Camboglanna (with the modern name of Castlesteads) was a Roman fort. It was the twelfth fort on Hadrian's Wall counting from the east, between Banna (Birdoswald) almost 7 mi to the east and Uxelodunum (Stanwix), 9 miles to the west. It was on a high bluff commanding the Cambeck Valley. It guarded an important approach to the Wall and also watched the east bank of the Cambeck against raiders from the Bewcastle area. The site was drastically levelled in 1791 when the gardens of Castlesteads House were laid over it. The name "Camboglanna" is believed to mean "Crook Bank", or "Bent Valley" because it overlooks a bend in the river Irthing; the name is Brythonic, made of cambo- "curved, bent, crooked" and glanna "steep bank, stream/river side, valley with a stream".

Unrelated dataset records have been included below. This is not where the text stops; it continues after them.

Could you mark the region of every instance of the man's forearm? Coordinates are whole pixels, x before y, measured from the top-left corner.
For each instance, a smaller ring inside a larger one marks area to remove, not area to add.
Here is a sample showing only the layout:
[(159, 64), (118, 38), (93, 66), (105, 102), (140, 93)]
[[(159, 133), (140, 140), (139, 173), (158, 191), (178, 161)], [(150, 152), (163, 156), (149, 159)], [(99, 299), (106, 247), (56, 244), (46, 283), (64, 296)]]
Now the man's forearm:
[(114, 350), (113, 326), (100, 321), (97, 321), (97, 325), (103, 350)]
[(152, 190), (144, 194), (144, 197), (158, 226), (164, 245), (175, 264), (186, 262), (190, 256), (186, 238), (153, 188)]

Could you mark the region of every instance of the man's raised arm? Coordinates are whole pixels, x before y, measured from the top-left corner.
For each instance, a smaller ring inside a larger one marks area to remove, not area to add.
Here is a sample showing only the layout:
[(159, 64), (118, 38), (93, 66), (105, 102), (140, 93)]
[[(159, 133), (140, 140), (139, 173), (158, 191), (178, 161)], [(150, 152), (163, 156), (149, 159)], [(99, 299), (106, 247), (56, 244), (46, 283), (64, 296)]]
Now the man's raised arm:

There was some confusion over the Roman name for the fort. At one time Camboglanna was the accepted name for Birdoswald, but this is now believed to be an error in the Notitia Dignitatum. The Roman name for Birdoswald is now thought to be Banna.

==Description==
The fort was approximately square, measuring about 400 by 400 ft and covering approximately 3.75 acre. It faces roughly north-west by south-east and overlooks the gorge of the Cambeck. Erosion of the gorge has destroyed the north-west face of the fort.

The fort lies within the Vallum, but is not adjacent to the Wall. It is the only fort on Hadrian's Wall in this position. It appears that the Wall had already been built at the most convenient point to cross the Cambeck and so, when the fort was built, the strongest point was chosen rather than one adjacent to the Wall.

==Garrison==
The 2nd-century garrison was the Cohors IV Gallorum equitata. After it moved to Vindolanda, the 3rd-century garrison was the Cohors II Tungrorum, part-mounted.

==Vicus==
The vicus (civilian settlement) next to the fort was seen in 1727 and was below the fort on the slope towards the River Irthing. After the levelling of the site for a walled garden in 1791 there are no remains visible and the area is now in woodland.

A geophysical survey in 2007 showed the parts of the vicus around the south of the fort, with an east-west road. These parts of the vicus are to the south of the Vallum with a further ditch outside it. Buildings were generally stone-built, including four substantial buildings the larger of which is about 8 x 8 m, and were separated by a grid of streets. Some buildings were also between the vallum and the fort.

==Proposed Camlann of the North ==
Camboglanna is proposed as Camlann by numerous authorities such as O. G. S. Crawford, Andrew Breeze, Michael Wood and Robin Collingwood who defend a northern origin of King Arthur. The connection made at least as far back as 1935.

==Excavations==
In 1934 the fort was partly excavated and the walls, apart from the missing north-east wall, were uncovered. The north-east and south-west double gates, and the tower at the southern corner were also uncovered. It was also established that the fort was defended by a single ditch. Several altars have been found at the site and have been preserved.

Previously, in 1741, an external bath-house was located and partly dug by Susanna Appleby, a local antiquarian.